A 3ª Turma Recursal dos Juizados Especiais do Distrito Federal manteve, por unanimidade, a condenação do DF a indenizar um motorista por cobranças indevidas de IPVA e taxas de licenciamento de um veículo apreendido. O autor teve seu nome protestado por débitos tributários referentes ao período em que o automóvel estava sob custódia do Estado.
Em outubro de 2021, o carro do motorista foi apreendido durante uma operação policial, permanecendo sob responsabilidade do Estado. Quando o veículo foi devolvido ao proprietário, em 2023, ele foi surpreendido com a cobrança de IPVA e taxas de licenciamento referentes aos anos de 2022 e 2023, mesmo estando o veículo apreendido durante esse período.

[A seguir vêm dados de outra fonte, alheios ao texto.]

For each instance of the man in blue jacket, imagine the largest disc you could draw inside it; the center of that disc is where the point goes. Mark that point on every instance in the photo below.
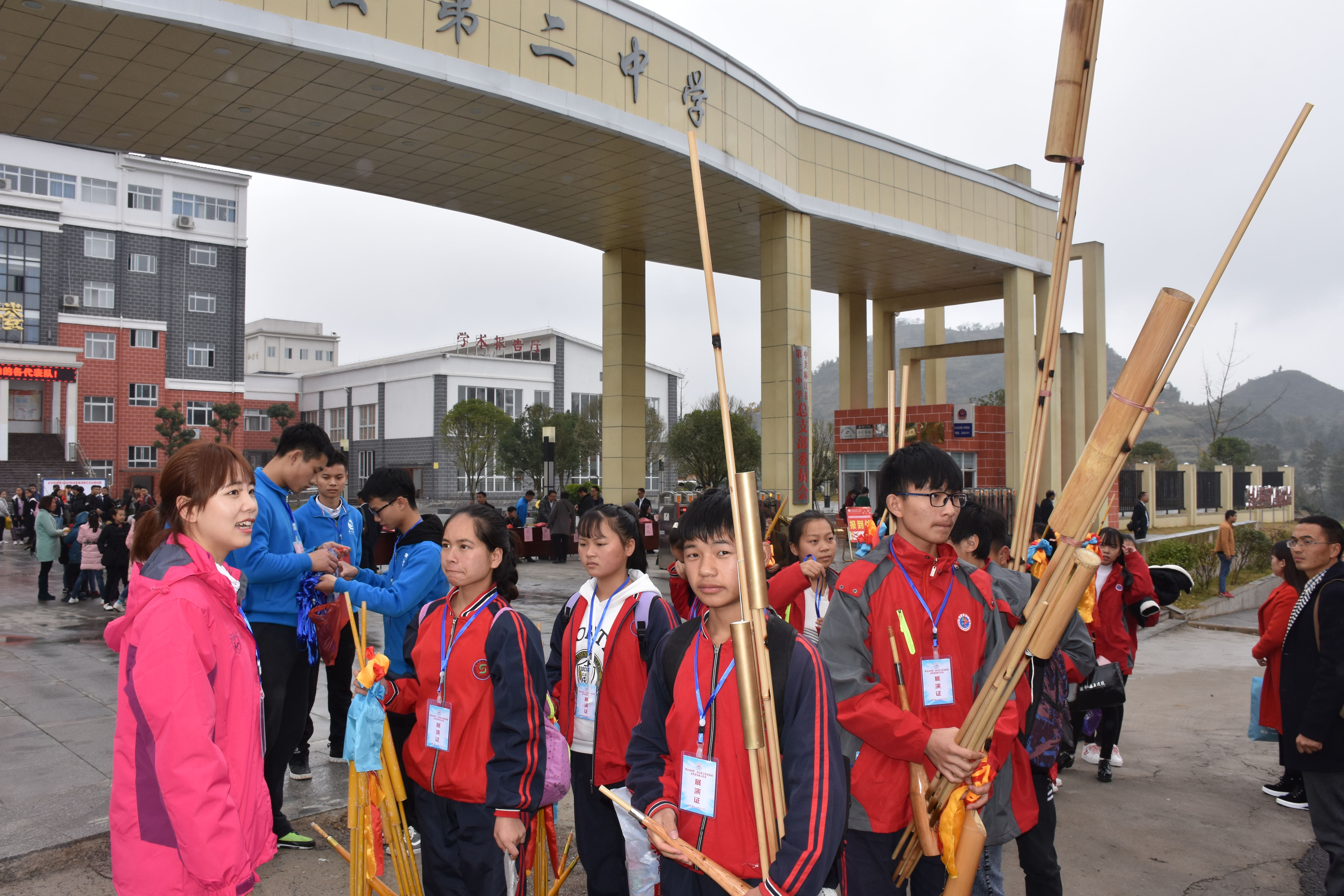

O 2º Juizado Especial da Fazenda Pública do DF inicialmente condenou o Distrito Federal a devolver os valores cobrados indevidamente. Em sua apelação, o DF argumentou que a simples menção à restrição de crédito não geraria danos morais, sem a necessidade de comprovação.
Contudo, a Turma Recursal entendeu que o dano moral causado pela inscrição do nome do autor nos cadastros de inadimplentes é presumido, uma vez que decorre da ilicitude do ato. Os magistrados explicaram que o protesto relacionado ao débito tributário referente ao IPVA, licenciamento e taxas dos anos de 2022 e 2023 era irregular, já que o veículo estava apreendido e cedido ao uso do serviço público.
Com isso, o Distrito Federal foi condenado a devolver a quantia de R$ 28.617,91, referente aos valores cobrados indevidamente e pagos pelo autor, além de pagar R$ 5 mil em danos morais pela inscrição indevida do nome do motorista nos cadastros de inadimplentes.